Saltaba a la vista que Meilan coincidía con su opinión, aunque por distintas razones. Se adelantó vacilante; era un hombre duro, difícil, pero estaba tan asustado que los ojos desorbitados mostraban blanco todo alrededor.
—Mi señor Dragón… —Enmudeció, tragó saliva, y comenzó de nuevo con un timbre algo más firme—. Mi señor Dragón, intervenir en una guerra civil es meterse en terreno pantanoso. Hay una docena de facciones compitiendo por el Trono del Sol, y otras tantas alianzas circunstanciales que se incumplen a diario. Además, los bandidos infestan Cairhien como las pulgas a un jabalí. El campesinado, esos palurdos toscos y hambrientos, han dejado arrasado todo el país. Sé por fuentes fidedignas que están comiendo hojas y también corteza de árboles. Mi señor Dragón, la metáfora de «terreno pantanoso» dista mucho de describir aquello que…
—¿No queréis extender el dominio de Tear hasta la misma Daga del Verdugo de la Humanidad, Meilan? —lo interrumpió Rand—. Eso está bien. Sé a quién quiero sentar en el Trono del Sol. No vais como conquistador, Meilan, sino como pacificador, para restaurar el orden. Y para alimentar al hambriento. Hay más grano en los depósitos actualmente de lo que Tear podría vender, y los labradores recogerán otra cosecha igualmente abundante este año, a menos que desobedezcáis mis órdenes. Las carretas lo transportarán hacia el norte, siguiendo a los ejércitos, y ese «campesinado»… esos «palurdos» ya no tendrán que seguir comiendo cortezas de árboles, milord Meilan. —El alto Gran Señor volvió a abrir la boca, y Rand inclinó a Callandor de manera que la cristalina punta rozó el suelo ante él—. ¿Alguna pregunta, Meilan?
El Gran Señor sacudió la cabeza al tiempo que retrocedía hacia la multitud, como si intentara esconderse.
—Sabía que no iniciaría una guerra —manifestó fieramente Egwene—. Lo sabía.
—¿Acaso crees que habrá menos muertes con esto? —murmuró la Aes Sedai. ¿Qué se traía entre manos el chico? Por lo menos no salía corriendo en ayuda de su pueblo mientras los Renegados hacían su voluntad en el resto del mundo—. Los cadáveres se apilarán igualmente, muchacha. No verás ninguna diferencia entre esto y una guerra.

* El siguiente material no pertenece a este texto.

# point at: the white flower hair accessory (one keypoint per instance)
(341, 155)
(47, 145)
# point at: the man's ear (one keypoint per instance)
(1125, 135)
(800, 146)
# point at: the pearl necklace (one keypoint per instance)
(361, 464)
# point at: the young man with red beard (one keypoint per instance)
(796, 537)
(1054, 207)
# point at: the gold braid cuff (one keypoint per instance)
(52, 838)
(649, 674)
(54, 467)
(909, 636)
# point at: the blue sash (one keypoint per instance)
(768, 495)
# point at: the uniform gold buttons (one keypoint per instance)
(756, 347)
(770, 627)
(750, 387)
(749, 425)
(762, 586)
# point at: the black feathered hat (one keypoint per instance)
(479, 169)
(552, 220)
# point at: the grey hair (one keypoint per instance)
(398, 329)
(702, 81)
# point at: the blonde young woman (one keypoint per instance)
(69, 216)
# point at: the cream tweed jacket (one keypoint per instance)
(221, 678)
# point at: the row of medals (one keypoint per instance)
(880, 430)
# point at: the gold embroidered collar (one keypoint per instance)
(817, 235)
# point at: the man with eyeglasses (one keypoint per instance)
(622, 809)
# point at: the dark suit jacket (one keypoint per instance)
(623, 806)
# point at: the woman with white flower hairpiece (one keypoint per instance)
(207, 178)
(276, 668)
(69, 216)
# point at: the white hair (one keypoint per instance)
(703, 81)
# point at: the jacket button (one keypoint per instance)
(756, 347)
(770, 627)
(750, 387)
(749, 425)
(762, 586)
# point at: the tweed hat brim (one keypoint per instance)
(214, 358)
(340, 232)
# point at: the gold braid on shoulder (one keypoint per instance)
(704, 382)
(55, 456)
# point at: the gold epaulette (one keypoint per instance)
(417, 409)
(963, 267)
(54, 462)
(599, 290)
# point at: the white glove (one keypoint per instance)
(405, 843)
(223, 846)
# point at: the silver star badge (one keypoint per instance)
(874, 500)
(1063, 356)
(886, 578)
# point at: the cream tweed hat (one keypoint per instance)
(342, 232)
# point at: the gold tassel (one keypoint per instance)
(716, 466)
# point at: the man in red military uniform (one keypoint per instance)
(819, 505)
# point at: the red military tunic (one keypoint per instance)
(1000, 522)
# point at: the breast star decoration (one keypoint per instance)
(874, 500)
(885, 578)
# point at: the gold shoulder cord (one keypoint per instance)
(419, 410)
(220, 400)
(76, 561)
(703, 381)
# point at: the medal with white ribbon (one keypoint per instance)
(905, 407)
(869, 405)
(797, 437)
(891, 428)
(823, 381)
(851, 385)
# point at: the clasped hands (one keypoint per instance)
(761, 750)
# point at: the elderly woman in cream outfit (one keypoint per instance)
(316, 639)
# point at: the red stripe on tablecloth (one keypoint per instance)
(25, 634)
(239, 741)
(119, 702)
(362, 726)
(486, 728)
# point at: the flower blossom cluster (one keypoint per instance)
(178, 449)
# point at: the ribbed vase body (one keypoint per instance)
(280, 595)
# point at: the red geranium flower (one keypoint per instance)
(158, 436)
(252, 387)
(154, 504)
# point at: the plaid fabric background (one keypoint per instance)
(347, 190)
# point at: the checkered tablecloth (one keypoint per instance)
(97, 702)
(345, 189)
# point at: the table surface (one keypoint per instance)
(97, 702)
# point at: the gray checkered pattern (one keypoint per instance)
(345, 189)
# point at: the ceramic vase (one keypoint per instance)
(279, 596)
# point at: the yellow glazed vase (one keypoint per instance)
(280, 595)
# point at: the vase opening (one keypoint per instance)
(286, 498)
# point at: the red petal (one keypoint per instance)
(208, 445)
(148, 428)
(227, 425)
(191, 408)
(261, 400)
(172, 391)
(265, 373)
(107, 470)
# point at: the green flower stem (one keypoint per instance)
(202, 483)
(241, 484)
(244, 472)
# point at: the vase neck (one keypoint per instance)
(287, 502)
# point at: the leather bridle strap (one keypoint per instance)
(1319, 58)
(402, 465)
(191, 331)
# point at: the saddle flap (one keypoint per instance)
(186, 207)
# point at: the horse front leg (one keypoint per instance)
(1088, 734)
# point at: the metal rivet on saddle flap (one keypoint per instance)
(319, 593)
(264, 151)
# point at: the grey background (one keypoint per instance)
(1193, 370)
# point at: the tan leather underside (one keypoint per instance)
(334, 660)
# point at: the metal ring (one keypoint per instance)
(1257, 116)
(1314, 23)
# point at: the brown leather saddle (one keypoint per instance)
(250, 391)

Atacar Illian, y a Sammael, le habría proporcionado algo de tiempo aunque se hubiera llegado a un punto muerto. Un tiempo que necesitaba para aprender a manejar su poder y tal vez para derribar a uno de sus más feroces enemigos y para intimidar al resto. ¿Qué ganaba con esto? Paz para la tierra natal de la Aes Sedai; erradicar la hambruna de Cairhien. En otro momento lo habría aplaudido por ello. Esta decisión humanitaria era loable, pero totalmente absurda en las circunstancias presentes. Un derramamiento de sangre inútil, en lugar de hacer frente a un enemigo que lo destruiría si veía abierto el menor resquicio. ¿Por qué? Lanfear. ¿Qué le había dicho la Renegada? ¿Qué le había hecho? Las posibilidades atenazaban con un frío mortal el corazón de Moraine. La vigilancia sobre Rand habría de ser ahora más estricta que nunca. No le permitiría que se volviera hacia la Sombra.